In this respect, “Emmie” is not entirely unique, as Nyro’s early oeuvre excels in the exploration of desire’s tensions, both formally and thematically. For example, her 1969 “Tom Cat Goodby” is a frenetic five-and-a-half-minute argument in which she both fights with her charming but cheating lover and then vents her disappointment that he doesn’t make a move on another woman more effectively—sung partly a cappella, partly piano solo, with a little trumpet undertone mixed in during minute three, and then, implausibly, accompanied by a bold three-second string flourish (2:57–3:00, below).

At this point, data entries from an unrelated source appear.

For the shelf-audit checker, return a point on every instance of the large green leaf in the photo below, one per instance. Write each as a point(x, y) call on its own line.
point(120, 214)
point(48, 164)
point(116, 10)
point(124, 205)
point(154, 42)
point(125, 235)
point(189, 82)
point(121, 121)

Elsewhere, in 1966’s “He’s a Runner,” Nyro laments the loss of a lover who hasn’t yet departed, at the same time giving advice to his other lovers, “Woman, get away while you can.” The song builds vocally and emotionally, interrupting itself halfway through with the introduction of jazz percussion (drums and cymbals). This middle verse doesn’t pick up the pace of the previous verse, but it still somehow leads to a nearly screeching “Now I’m in chains / Till I die,” only to pause and appear to begin again at the first verse. The lyrics expound upon the knowledge of heartbreak to come, but the music, like the desires it describes, follows to the compulsion to repeat what lyrics warn us against.
We might say, then, that if “Emmie” is a song about lesbian desire, as part of Nyro’s oeuvre it is also a song about what lesbian desire shares with other kinds of desire—and that is the ability to want more than one thing at the same time. Pop songs, with their upbeat melodies and light harmonies tend to reflect something wonderful about love’s expansiveness and its easiness. But a song like “Emmie” tells us less about being in love than it does about wanting something, whether that something is love or whatever fulfillment we happen to want love to stand in for. Nyro’s sounds are finely tuned to the harmonics of desire. In this way, they invite us to think about how songs might sound queer, whether or not they happen to be gay.